TRADING PLACES

17
December

Sports fans love talking trades.  However successful their team, they’re never satisfied.  There’s always an eagerness to trade for fresh, exciting talent.  If, on the other hand, their favorites are consistent losers, fans will insist upon trades in order to revive the team’s fortunes and turn them into contenders.

Most every fan, as they think back over the years, can recall trades that made all the difference.  It started, they’ll tell you, with Babe Ruth being shipped by the Red Sox over to the Yankees in 1920.  But then came so many more including trades that sent the likes of John Elway, Nolan Ryan, Scottie Pippin, Tom Seaver, Sammy Sosa, Pedro Martinez, Herschel Walker, Wilt Chamberlain, Bret Favre, Kobe Bryant, Wayne Gretsky and countless others to teams whose fortunes improved dramatically as a result.  Trades are without doubt the lifeblood of professional sports.  They stir the pot, keep fans buzzing and busy devising their own blockbuster deals,  that they hope will improve the chances  their team will be successful.

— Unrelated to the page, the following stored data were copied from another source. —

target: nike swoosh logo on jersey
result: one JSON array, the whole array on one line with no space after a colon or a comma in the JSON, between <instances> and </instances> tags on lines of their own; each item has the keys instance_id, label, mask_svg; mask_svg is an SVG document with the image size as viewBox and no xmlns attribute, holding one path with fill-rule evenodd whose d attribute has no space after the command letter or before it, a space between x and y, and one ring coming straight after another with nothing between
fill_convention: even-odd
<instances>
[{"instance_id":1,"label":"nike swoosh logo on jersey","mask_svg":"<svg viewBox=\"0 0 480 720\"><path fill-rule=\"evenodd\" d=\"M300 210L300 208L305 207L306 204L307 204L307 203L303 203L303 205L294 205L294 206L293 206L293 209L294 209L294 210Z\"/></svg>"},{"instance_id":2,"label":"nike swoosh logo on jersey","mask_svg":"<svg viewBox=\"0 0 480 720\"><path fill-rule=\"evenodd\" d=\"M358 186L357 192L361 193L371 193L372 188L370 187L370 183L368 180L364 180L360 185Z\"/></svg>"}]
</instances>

Now imagine the possibilities were trades permissible and encouraged, not just in sports but also in more critical areas of our lives.  Trading people is not an alien concept.  In warfare both sides will on occasion agree to prisoner exchanges.  Among rival nations, captured spies from one side will at times be traded for those detained by the other.  In a hostage crisis someone may agree to trade places, become a captive, so long as others are released.  Our concern here, however, is with circumstances less urgent, though not inconsequential.

Consider, for example, that you and your husband have three boys and you long for a girl.  Should it not be possible, instead of taking your chances with another pregnancy to arrange to trade one of your boys (possibly the middle child who ordinarily is not happy with his position in the family) for a girl from another couple with only girls.  (Such transactions would require a clearinghouse whose expert staff could assess the circumstances and recommend or overrule proposed exchanges.)

Let’s say you’ve been dating this girl but the relationship has grown stale and unrewarding.  Coincidentally your friend’s girl, to whom you’ve taken a fancy, seems to have grown weary of your friend.  The opportunity is ready-made; a trade should be proposed.  On a more serious level, let’s consider certain married couples where ardor has cooled and monotony set in.  Might there not be benefits all around if wives or husbands could be traded to other couples well acquainted with each other.  (Do not such exchanges already take place?)  Consider the fact that in this transaction two family units would be preserved.  Also recognize that in every family there are members reckoned as embarrassments – an uncle all too frequently tipsy; a cousin forever “taking”, never giving; an aunt who dresses inappropriately and is intent on minding everyone else’s business.  Why not trade them off, their places filled by others more suited to the family circle.

There are few limits to the trades that might be arranged.  Teachers, bosses, fellow workers, neighbors could all be reshuffled, likewise politicians and government leaders.  The point is that nothing need remain fixed, systems can be revitalized, scripts rewritten.  As with our favorite sports team, a renewal of hope, an infusion of energy, an emotional uplift – all could be but a trade away.